Methods : Subjects with normal external anatomy were enrolled in the study. All subjects underwent a clinical evaluation that included assessment of DE signs, such as conjunctival staining and tear film break up time (TBUT). Within 7 days of clinical visits, a home visit was conducted in which air was sampled (at a flow rate of 28 l /minute) using bioaerosol impactors with nutrient (with bovine serum used for bacteria) and soya (used for fungi and mold) media. Samples were incubated for 48h at 37°C and 5% CO2. Number and distinct type of microbial colonies were recorded. Data on indoor temperature, humidity, and particulate matter (PM) concentration and home characteristics, such as floor type, were collected. DE signs and symptoms were examined with respect to number of microbial communities and home environmental characteristics using regression models adjusting for confounders. Since homes with elevated humidity and temperature had relatively high microbial concentration (Figure 1), number of colonies in both types of petri dish were instrumented on the interaction of indoor humidity and temperature.
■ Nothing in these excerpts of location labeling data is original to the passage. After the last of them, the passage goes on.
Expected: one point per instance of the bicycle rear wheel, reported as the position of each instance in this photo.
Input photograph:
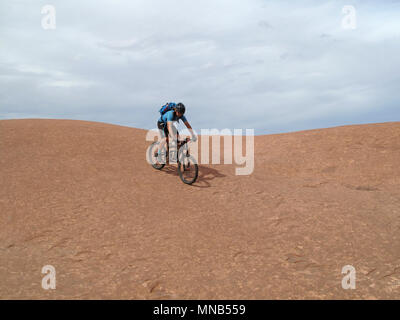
(188, 169)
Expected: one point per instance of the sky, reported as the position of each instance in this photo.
(271, 66)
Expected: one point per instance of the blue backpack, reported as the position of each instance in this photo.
(167, 107)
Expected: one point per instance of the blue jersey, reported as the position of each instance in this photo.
(171, 116)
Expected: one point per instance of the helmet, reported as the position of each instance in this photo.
(180, 107)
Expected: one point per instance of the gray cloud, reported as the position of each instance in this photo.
(270, 65)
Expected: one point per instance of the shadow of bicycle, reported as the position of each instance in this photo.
(206, 174)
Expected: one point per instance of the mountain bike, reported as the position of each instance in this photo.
(188, 169)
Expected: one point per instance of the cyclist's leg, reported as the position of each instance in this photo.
(164, 133)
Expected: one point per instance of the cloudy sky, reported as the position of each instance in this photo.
(275, 66)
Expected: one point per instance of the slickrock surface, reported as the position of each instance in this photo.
(80, 196)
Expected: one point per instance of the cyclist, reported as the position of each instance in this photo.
(165, 124)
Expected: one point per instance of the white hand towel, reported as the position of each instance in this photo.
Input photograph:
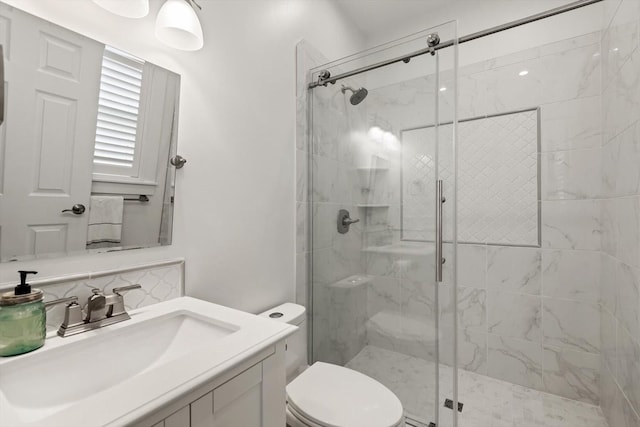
(105, 219)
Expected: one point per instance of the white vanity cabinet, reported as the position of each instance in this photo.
(251, 394)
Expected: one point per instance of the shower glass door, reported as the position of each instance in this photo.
(382, 142)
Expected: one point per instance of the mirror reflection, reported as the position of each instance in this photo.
(85, 145)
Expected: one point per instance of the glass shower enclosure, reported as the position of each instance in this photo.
(382, 173)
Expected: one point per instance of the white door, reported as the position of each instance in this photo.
(52, 79)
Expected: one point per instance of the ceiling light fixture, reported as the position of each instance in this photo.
(178, 26)
(126, 8)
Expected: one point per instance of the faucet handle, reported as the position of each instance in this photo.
(72, 313)
(120, 290)
(68, 300)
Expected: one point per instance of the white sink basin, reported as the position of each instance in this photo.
(39, 386)
(180, 341)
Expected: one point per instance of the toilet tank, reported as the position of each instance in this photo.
(296, 344)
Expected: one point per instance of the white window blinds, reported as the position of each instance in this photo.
(118, 110)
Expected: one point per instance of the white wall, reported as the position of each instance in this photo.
(473, 16)
(234, 218)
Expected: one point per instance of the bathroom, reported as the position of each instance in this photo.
(544, 321)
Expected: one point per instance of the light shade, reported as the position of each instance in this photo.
(178, 26)
(126, 8)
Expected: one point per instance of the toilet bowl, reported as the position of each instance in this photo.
(327, 395)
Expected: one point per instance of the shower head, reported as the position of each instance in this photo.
(358, 94)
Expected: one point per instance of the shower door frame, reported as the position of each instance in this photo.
(314, 82)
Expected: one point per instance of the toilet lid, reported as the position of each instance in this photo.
(333, 396)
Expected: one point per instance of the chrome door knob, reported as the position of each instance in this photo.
(77, 209)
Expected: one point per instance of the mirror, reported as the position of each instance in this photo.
(85, 145)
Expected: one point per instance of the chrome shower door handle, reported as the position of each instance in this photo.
(439, 204)
(2, 106)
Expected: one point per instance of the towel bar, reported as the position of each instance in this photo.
(141, 198)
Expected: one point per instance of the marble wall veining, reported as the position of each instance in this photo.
(620, 279)
(527, 315)
(338, 317)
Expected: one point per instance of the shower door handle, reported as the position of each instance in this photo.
(439, 203)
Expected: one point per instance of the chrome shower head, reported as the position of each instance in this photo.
(358, 94)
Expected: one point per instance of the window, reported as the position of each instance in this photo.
(117, 146)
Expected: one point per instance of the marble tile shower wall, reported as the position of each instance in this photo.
(338, 324)
(526, 315)
(620, 284)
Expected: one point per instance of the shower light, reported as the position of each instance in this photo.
(126, 8)
(178, 26)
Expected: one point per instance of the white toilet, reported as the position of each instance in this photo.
(327, 395)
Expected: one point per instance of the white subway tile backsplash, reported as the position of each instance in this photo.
(160, 282)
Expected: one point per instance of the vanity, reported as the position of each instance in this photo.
(179, 363)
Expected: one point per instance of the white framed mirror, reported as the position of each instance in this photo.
(85, 146)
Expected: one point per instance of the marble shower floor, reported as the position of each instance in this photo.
(488, 402)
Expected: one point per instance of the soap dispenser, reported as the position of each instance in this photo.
(22, 318)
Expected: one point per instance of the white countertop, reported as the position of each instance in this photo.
(143, 393)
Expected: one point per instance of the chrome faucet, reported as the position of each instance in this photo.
(102, 310)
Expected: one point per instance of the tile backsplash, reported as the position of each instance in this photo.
(160, 282)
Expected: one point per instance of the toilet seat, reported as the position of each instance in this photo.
(327, 395)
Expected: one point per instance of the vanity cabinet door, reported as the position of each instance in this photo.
(202, 411)
(236, 403)
(180, 418)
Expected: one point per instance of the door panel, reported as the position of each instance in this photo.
(49, 137)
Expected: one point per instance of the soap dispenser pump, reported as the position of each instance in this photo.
(22, 318)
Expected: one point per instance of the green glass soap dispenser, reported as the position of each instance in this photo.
(22, 318)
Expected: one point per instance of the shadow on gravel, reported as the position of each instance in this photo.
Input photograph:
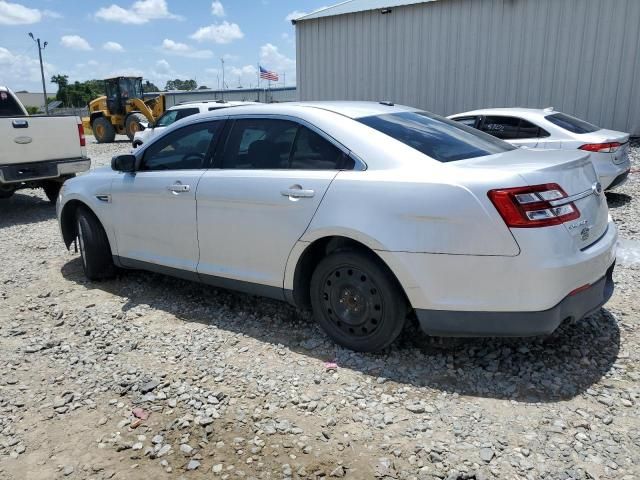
(615, 200)
(543, 369)
(24, 209)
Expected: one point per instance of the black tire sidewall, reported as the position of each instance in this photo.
(395, 310)
(98, 262)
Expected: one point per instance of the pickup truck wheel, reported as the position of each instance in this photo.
(51, 190)
(357, 301)
(94, 247)
(103, 130)
(132, 124)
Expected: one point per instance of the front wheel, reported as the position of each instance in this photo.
(96, 256)
(357, 301)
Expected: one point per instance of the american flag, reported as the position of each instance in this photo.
(267, 75)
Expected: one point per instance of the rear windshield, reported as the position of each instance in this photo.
(439, 138)
(8, 106)
(573, 124)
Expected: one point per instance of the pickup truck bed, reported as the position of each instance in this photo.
(38, 151)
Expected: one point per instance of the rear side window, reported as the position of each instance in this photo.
(512, 128)
(186, 148)
(572, 124)
(439, 138)
(468, 121)
(267, 144)
(8, 106)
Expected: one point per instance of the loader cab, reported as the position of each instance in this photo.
(119, 90)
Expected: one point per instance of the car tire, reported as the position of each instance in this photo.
(103, 130)
(51, 190)
(132, 124)
(97, 261)
(357, 301)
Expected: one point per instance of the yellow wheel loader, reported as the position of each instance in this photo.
(122, 110)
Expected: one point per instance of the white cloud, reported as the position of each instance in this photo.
(222, 33)
(217, 10)
(113, 47)
(177, 48)
(16, 14)
(140, 12)
(272, 59)
(75, 42)
(298, 13)
(21, 71)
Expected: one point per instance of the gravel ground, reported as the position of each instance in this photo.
(148, 376)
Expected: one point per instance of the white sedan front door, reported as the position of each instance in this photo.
(155, 207)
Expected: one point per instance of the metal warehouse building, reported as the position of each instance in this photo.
(448, 56)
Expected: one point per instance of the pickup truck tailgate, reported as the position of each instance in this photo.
(39, 138)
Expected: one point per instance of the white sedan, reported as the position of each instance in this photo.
(547, 128)
(365, 212)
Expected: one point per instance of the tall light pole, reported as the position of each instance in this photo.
(44, 88)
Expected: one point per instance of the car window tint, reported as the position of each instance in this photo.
(468, 121)
(313, 152)
(527, 129)
(505, 128)
(572, 124)
(167, 119)
(259, 143)
(437, 137)
(8, 106)
(183, 149)
(186, 112)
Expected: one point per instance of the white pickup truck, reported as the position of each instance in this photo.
(38, 151)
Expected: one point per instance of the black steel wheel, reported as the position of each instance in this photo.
(357, 301)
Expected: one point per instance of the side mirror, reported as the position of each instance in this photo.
(124, 163)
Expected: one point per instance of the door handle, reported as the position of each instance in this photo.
(297, 193)
(178, 188)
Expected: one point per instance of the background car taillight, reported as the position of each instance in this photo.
(601, 147)
(83, 140)
(534, 206)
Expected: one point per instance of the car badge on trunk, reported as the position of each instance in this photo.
(597, 188)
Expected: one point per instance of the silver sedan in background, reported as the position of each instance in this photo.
(549, 129)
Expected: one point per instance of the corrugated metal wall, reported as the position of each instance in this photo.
(282, 94)
(579, 56)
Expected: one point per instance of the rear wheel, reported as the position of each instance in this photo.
(94, 246)
(132, 124)
(103, 130)
(357, 301)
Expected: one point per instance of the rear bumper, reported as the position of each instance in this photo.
(29, 172)
(518, 324)
(619, 180)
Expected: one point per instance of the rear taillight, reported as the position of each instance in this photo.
(534, 206)
(83, 140)
(601, 147)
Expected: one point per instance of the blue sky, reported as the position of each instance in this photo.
(156, 39)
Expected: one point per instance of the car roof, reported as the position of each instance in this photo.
(518, 111)
(349, 109)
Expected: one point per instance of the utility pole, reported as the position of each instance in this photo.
(44, 88)
(222, 61)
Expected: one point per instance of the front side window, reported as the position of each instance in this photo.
(437, 137)
(572, 124)
(186, 148)
(280, 144)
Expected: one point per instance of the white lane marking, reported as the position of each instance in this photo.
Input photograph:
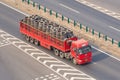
(114, 28)
(79, 78)
(108, 12)
(38, 60)
(65, 74)
(34, 53)
(106, 53)
(47, 61)
(65, 65)
(14, 8)
(39, 57)
(69, 8)
(27, 15)
(60, 69)
(5, 44)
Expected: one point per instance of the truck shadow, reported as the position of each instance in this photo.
(98, 56)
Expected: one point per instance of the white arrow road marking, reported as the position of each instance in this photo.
(65, 74)
(24, 45)
(39, 57)
(63, 65)
(40, 53)
(114, 28)
(80, 78)
(30, 49)
(62, 69)
(69, 8)
(47, 61)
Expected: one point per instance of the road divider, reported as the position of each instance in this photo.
(102, 41)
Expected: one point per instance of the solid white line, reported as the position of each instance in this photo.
(66, 65)
(69, 8)
(114, 28)
(108, 12)
(80, 78)
(68, 73)
(27, 15)
(38, 60)
(62, 69)
(14, 9)
(106, 53)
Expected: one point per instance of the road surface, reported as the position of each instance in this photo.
(103, 66)
(88, 16)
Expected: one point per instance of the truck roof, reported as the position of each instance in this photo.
(80, 43)
(48, 26)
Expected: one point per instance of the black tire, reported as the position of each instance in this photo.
(36, 42)
(31, 40)
(27, 38)
(62, 55)
(74, 61)
(56, 52)
(67, 56)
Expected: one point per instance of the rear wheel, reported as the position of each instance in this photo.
(36, 42)
(56, 52)
(74, 61)
(27, 38)
(62, 55)
(67, 56)
(31, 40)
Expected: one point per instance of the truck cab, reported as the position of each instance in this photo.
(81, 52)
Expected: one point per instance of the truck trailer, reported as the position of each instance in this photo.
(62, 41)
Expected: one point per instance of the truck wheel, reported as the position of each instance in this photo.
(67, 56)
(62, 55)
(31, 40)
(37, 42)
(27, 38)
(56, 52)
(74, 61)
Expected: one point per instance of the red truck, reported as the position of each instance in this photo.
(41, 31)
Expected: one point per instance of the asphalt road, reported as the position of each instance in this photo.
(103, 66)
(108, 4)
(85, 15)
(16, 65)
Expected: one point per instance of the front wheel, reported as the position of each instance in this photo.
(27, 38)
(36, 42)
(74, 61)
(62, 55)
(56, 52)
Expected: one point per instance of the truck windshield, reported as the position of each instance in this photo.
(84, 50)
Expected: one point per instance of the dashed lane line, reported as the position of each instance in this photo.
(108, 12)
(69, 8)
(28, 15)
(54, 63)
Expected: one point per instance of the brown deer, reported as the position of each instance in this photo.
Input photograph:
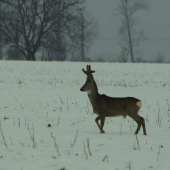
(105, 106)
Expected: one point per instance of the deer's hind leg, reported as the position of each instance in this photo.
(102, 123)
(140, 121)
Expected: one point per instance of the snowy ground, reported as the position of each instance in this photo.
(36, 94)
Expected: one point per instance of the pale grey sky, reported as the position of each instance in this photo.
(155, 23)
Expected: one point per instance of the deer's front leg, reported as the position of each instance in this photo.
(102, 123)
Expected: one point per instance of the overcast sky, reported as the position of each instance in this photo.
(155, 23)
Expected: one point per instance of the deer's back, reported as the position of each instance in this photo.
(113, 106)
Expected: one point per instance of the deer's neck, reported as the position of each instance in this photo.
(93, 94)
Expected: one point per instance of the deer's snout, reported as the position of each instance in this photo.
(81, 89)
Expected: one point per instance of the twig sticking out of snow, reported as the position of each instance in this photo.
(55, 144)
(3, 136)
(32, 136)
(106, 157)
(84, 152)
(88, 146)
(72, 144)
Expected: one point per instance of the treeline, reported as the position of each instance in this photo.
(45, 30)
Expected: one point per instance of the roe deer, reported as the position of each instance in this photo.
(105, 106)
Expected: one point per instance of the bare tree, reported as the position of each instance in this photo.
(131, 37)
(27, 24)
(86, 30)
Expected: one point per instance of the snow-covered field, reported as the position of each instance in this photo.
(35, 95)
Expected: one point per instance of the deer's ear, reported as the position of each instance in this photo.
(83, 70)
(91, 78)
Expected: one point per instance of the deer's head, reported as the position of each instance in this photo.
(89, 84)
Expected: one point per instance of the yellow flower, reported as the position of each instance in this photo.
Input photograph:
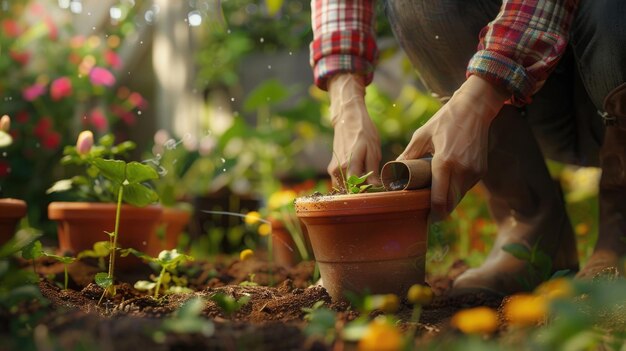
(555, 289)
(252, 217)
(525, 309)
(380, 335)
(420, 294)
(281, 198)
(246, 254)
(478, 320)
(265, 229)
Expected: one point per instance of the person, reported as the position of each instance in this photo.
(521, 80)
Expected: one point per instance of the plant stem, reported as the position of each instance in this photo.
(156, 289)
(120, 194)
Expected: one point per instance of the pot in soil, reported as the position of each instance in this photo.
(285, 251)
(81, 224)
(173, 222)
(368, 243)
(11, 211)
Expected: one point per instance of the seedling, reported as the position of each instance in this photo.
(228, 304)
(66, 261)
(168, 260)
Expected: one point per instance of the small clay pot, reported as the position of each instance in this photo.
(284, 249)
(81, 224)
(368, 243)
(173, 222)
(11, 211)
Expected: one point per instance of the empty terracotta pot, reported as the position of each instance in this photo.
(11, 211)
(368, 243)
(81, 224)
(173, 222)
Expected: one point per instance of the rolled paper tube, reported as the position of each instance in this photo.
(406, 174)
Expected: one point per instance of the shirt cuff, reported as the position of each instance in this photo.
(330, 65)
(502, 71)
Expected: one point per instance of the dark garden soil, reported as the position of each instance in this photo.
(272, 320)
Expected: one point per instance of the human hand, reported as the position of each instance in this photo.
(356, 145)
(457, 137)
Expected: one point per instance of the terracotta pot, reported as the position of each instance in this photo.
(284, 249)
(173, 222)
(11, 211)
(81, 224)
(373, 242)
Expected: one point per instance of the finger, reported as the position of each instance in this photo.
(372, 163)
(439, 190)
(420, 145)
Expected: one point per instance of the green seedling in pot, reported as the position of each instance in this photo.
(228, 304)
(167, 260)
(101, 249)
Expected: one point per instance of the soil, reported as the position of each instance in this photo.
(273, 319)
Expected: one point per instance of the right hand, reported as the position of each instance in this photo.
(356, 145)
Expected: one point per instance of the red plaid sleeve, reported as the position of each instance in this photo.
(343, 39)
(519, 49)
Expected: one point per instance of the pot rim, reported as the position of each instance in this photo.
(365, 203)
(12, 208)
(88, 210)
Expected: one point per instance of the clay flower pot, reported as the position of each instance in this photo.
(81, 224)
(284, 250)
(372, 242)
(11, 211)
(173, 222)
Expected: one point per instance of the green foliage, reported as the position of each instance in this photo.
(228, 304)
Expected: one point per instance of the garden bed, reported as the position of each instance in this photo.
(273, 319)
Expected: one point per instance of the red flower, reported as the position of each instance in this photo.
(60, 88)
(34, 91)
(113, 59)
(42, 127)
(51, 141)
(101, 76)
(21, 57)
(10, 28)
(98, 120)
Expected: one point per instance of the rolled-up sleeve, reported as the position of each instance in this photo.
(343, 39)
(521, 47)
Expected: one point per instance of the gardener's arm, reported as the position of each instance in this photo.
(343, 55)
(517, 52)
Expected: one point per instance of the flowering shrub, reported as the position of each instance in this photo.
(54, 83)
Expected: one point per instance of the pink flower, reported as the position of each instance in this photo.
(34, 91)
(113, 59)
(84, 142)
(101, 76)
(60, 88)
(52, 140)
(5, 123)
(98, 120)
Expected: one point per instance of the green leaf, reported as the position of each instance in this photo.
(139, 195)
(32, 251)
(60, 186)
(518, 251)
(137, 172)
(114, 170)
(103, 280)
(270, 92)
(5, 139)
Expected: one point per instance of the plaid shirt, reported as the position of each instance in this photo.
(517, 50)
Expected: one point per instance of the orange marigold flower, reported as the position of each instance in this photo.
(479, 320)
(525, 309)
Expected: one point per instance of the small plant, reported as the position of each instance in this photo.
(106, 179)
(228, 304)
(167, 260)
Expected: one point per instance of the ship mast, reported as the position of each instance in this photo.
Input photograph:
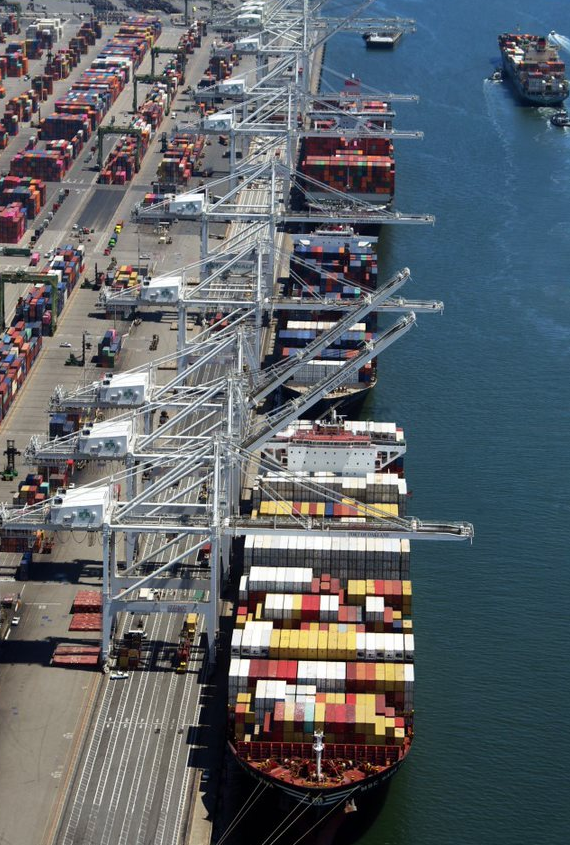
(318, 748)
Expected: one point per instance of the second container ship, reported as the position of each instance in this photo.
(321, 677)
(535, 69)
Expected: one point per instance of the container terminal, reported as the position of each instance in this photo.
(185, 281)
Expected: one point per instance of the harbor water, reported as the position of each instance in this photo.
(483, 395)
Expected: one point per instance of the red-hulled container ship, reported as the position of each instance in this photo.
(321, 676)
(325, 267)
(361, 167)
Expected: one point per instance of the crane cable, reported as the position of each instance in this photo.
(272, 839)
(319, 821)
(241, 813)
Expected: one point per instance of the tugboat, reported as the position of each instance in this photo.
(560, 118)
(383, 40)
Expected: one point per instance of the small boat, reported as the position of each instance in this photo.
(560, 118)
(383, 39)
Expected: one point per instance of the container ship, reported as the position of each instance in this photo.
(321, 676)
(535, 69)
(383, 39)
(361, 167)
(324, 267)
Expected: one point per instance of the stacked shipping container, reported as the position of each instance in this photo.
(323, 637)
(36, 316)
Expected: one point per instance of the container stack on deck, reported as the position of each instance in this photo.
(181, 158)
(361, 167)
(328, 267)
(323, 637)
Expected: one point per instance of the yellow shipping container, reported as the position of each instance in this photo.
(294, 644)
(380, 726)
(351, 645)
(274, 644)
(313, 644)
(342, 646)
(333, 646)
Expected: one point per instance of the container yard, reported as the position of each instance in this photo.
(120, 396)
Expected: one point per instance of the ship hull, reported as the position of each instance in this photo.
(327, 798)
(526, 97)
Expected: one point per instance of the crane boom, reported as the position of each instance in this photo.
(297, 407)
(276, 376)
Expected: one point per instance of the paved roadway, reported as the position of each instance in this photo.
(124, 754)
(133, 781)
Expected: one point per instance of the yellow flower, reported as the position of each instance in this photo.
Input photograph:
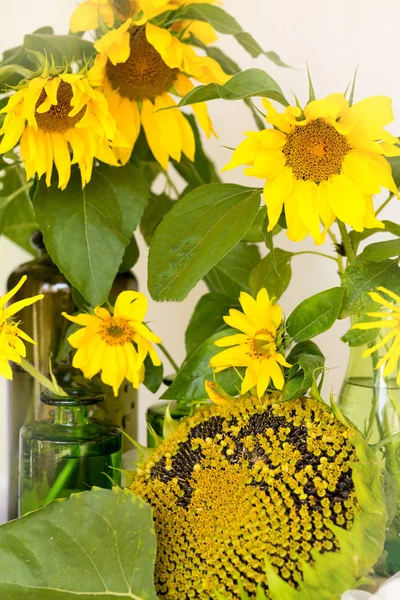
(115, 344)
(390, 319)
(89, 14)
(136, 67)
(321, 163)
(256, 347)
(51, 115)
(12, 348)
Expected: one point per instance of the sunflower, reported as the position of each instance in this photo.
(259, 482)
(114, 343)
(51, 115)
(89, 14)
(321, 163)
(390, 319)
(256, 347)
(135, 67)
(12, 348)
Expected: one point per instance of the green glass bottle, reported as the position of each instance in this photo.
(70, 453)
(372, 402)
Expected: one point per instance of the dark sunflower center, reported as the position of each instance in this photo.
(144, 74)
(56, 119)
(116, 332)
(315, 151)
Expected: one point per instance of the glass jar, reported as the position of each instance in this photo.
(70, 453)
(372, 402)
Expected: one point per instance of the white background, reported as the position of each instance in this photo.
(334, 38)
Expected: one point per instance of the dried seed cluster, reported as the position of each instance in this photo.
(235, 484)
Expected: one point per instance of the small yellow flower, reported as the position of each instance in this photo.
(12, 348)
(115, 344)
(321, 163)
(137, 67)
(51, 115)
(256, 347)
(390, 319)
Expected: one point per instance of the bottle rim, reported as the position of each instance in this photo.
(75, 397)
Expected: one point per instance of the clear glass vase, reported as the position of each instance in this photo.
(372, 402)
(69, 453)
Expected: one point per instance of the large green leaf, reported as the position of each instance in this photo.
(86, 231)
(272, 272)
(222, 22)
(63, 48)
(206, 319)
(189, 382)
(252, 82)
(381, 250)
(315, 314)
(98, 545)
(231, 275)
(307, 361)
(16, 216)
(200, 229)
(362, 277)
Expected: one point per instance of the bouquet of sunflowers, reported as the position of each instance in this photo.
(263, 490)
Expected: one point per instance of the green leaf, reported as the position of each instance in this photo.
(202, 170)
(381, 250)
(310, 361)
(230, 275)
(200, 229)
(189, 382)
(272, 272)
(155, 211)
(362, 277)
(16, 216)
(86, 231)
(97, 545)
(131, 256)
(247, 84)
(153, 377)
(224, 23)
(63, 48)
(206, 319)
(315, 315)
(358, 237)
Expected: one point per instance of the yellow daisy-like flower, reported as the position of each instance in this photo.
(89, 14)
(321, 163)
(115, 344)
(256, 347)
(51, 115)
(12, 348)
(390, 319)
(136, 67)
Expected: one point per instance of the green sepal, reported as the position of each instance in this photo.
(169, 425)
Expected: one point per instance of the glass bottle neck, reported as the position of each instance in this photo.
(71, 415)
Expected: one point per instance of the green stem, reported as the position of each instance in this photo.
(61, 480)
(346, 242)
(316, 254)
(384, 204)
(339, 257)
(167, 354)
(46, 383)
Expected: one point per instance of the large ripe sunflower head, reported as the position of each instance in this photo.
(322, 163)
(51, 116)
(279, 496)
(138, 67)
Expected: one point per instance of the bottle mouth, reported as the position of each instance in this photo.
(74, 397)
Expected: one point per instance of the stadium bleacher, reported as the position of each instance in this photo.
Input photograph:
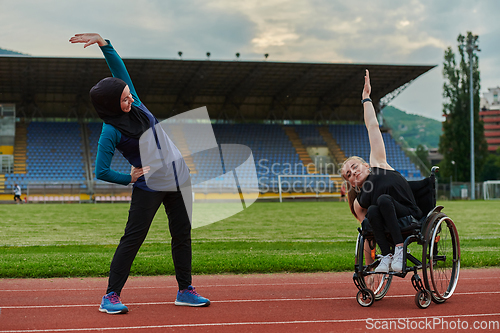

Results : 165 subjects participated in a home and clinical visit, and of these, 65 of completed two clinical and home visits. Most subjects were elderly male (mean age 59 y; 85% male) and more than 50% received DE diagnosis. Both nutrient and soya petri dishes showed elevated concentration and number of colonies were significantly higher on soya media as compared to nutrient media (65 colonies versus 75 colonies; p < 0.01). The instrumented indoor microbial concentration emerged a significant predictor of corneal epithelial disruption in both univariate and multivariate analyses (odds ratio = 8.14; 95% CI= 1.43 to 46.23; p < 0.05 for soya) (Table 1).

Conclusions : We observed elevated microbial concentration in Miami, especially in older homes with high humidity and temperature, which was associated with (positive) detection of corneal epithelia disruption. Given elevated exposure to airborne microorganisms is associated with initiation and exacerbation of a various diseases, it is important to mitigate microbial exposure indoors. Simple measures, such as controlling humidity between 40 to 50%, keeping temperature below 21°C, and changing air filter every 1-3 months, can mitigate microbial growth and DE disease burden.

This is a 2020 ARVO Annual Meeting abstract.